Cross-modal Diffusion Modelling for Super-resolved Spatial Transcriptomics
This work addresses a domain-specific problem for researchers in spatial transcriptomics by improving resolution, though it appears incremental as it builds on existing diffusion model approaches.
The paper tackles the problem of low resolution in spatial transcriptomics (ST) by proposing a cross-modal conditional diffusion model that integrates histology images with gene expression to super-resolve ST maps, achieving state-of-the-art performance on three public datasets.
The recent advancement of spatial transcriptomics (ST) allows to characterize spatial gene expression within tissue for discovery research. However, current ST platforms suffer from low resolution, hindering in-depth understanding of spatial gene expression.

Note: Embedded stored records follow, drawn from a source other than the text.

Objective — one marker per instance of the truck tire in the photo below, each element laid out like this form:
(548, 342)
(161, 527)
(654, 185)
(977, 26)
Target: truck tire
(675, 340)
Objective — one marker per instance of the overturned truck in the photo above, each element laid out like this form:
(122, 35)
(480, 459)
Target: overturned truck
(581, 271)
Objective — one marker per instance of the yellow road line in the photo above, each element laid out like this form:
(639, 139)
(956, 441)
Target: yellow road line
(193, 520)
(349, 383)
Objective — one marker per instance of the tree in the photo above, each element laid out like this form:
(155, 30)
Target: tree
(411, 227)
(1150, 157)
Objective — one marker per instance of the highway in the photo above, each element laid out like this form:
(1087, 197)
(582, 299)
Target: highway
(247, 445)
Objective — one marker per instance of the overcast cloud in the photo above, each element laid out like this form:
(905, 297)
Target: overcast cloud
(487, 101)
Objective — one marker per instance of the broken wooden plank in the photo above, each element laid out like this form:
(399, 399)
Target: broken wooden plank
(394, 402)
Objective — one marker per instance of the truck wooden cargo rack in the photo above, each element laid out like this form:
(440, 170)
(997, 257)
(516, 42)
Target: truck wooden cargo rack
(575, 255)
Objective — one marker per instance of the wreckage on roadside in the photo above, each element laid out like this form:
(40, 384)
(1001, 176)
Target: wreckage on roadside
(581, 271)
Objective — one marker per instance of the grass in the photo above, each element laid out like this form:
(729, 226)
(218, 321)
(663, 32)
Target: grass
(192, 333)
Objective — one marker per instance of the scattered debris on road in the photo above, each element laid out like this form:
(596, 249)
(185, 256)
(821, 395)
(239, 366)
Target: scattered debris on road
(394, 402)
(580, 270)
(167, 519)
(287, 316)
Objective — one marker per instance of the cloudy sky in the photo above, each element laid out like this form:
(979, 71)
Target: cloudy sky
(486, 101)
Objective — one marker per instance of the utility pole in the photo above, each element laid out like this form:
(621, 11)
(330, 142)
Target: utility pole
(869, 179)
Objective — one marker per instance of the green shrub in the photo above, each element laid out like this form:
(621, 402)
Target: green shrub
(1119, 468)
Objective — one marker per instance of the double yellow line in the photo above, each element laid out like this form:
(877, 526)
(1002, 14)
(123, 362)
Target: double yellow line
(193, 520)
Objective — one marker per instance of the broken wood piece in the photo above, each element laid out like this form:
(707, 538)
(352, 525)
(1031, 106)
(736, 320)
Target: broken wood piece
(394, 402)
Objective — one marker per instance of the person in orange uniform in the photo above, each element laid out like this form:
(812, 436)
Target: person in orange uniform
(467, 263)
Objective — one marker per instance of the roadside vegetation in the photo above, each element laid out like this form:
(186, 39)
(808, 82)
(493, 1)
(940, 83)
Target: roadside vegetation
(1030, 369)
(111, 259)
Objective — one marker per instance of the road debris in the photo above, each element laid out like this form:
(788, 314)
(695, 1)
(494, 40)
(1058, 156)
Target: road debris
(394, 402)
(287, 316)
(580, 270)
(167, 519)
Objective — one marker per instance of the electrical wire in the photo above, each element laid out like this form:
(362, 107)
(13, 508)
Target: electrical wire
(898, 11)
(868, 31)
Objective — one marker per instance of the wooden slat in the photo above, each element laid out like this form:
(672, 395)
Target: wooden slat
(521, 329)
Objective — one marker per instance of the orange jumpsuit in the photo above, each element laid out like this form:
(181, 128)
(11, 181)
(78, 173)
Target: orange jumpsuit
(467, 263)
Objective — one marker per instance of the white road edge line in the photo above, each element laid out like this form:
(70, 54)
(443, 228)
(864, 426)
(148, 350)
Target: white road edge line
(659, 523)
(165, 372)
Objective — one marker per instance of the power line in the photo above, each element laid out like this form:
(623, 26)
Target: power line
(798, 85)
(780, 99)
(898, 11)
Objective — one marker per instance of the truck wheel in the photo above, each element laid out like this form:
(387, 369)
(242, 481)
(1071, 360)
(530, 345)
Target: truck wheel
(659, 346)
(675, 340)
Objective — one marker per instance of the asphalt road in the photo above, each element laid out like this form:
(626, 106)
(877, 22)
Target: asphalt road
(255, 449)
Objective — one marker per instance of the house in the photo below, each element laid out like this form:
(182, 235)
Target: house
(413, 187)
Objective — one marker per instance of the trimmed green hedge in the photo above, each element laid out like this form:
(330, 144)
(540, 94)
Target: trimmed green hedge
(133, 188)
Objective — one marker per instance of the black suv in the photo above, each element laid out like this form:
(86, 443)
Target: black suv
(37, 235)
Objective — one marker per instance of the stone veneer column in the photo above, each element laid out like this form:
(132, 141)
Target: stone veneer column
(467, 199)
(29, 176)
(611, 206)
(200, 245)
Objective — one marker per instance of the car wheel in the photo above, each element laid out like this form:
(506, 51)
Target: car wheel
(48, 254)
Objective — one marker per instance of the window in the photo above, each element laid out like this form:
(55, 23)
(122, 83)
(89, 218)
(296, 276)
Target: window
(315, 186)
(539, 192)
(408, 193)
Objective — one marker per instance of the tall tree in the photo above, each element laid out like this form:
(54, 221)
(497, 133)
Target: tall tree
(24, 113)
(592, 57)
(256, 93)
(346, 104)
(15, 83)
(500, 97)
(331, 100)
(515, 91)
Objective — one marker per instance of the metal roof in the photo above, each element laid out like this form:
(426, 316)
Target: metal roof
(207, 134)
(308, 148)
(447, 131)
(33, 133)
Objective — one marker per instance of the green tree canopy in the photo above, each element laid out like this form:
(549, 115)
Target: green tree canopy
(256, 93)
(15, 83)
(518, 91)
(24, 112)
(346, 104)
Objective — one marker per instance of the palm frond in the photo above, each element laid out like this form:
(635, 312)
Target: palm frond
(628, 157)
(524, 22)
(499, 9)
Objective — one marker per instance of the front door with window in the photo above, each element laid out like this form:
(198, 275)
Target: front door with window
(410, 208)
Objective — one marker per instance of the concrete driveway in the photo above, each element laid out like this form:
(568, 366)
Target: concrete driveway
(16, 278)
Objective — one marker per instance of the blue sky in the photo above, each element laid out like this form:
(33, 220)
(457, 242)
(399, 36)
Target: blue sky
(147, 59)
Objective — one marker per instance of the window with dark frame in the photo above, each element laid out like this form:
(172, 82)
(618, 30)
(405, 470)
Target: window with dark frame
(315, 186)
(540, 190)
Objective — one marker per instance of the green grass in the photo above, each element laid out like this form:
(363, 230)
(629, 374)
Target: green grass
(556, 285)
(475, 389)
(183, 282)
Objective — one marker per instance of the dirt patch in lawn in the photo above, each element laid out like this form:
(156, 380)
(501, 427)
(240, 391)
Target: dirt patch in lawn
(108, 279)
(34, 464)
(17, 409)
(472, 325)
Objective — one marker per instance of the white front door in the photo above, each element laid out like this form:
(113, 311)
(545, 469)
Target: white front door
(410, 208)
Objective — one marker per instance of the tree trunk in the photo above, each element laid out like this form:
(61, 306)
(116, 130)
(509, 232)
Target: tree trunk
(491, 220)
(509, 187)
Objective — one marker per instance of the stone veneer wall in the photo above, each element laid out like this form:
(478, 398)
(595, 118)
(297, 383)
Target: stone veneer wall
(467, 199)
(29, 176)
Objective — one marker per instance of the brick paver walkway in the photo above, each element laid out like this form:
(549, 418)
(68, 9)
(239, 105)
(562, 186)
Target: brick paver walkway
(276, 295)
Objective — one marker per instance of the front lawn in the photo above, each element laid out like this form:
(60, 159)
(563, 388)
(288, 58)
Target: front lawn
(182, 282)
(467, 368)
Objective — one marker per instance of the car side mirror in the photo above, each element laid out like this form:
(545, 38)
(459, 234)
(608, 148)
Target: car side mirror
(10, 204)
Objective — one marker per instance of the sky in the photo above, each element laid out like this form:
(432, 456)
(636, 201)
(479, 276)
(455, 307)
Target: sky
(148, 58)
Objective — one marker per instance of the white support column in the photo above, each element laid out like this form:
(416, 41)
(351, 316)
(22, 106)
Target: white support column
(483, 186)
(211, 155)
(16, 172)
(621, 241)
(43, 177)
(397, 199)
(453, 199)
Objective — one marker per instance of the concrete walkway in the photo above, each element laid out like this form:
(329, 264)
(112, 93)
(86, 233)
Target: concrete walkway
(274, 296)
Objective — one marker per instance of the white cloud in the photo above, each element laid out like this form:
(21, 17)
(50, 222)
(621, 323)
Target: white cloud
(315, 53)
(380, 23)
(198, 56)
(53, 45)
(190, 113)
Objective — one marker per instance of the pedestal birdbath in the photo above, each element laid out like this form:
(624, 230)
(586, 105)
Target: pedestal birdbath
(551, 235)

Super-resolution approaches promise to enhance ST maps by integrating histology images with gene expressions of profiled tissue spots. However, current super-resolution methods are limited by restoration uncertainty and mode collapse. Although diffusion models have shown promise in capturing complex interactions between multi-modal conditions, it remains a challenge to integrate histology images and gene expression for super-resolved ST maps. This paper proposes a cross-modal conditional diffusion model for super-resolving ST maps with the guidance of histology images. Specifically, we design a multi-modal disentangling network with cross-modal adaptive modulation to utilize complementary information from histology images and spatial gene expression. Moreover, we propose a dynamic cross-attention modelling strategy to extract hierarchical cell-to-tissue information from histology images. Lastly, we propose a co-expression-based gene-correlation graph network to model the co-expression relationship of multiple genes. Experiments show that our method outperforms other state-of-the-art methods in ST super-resolution on three public datasets.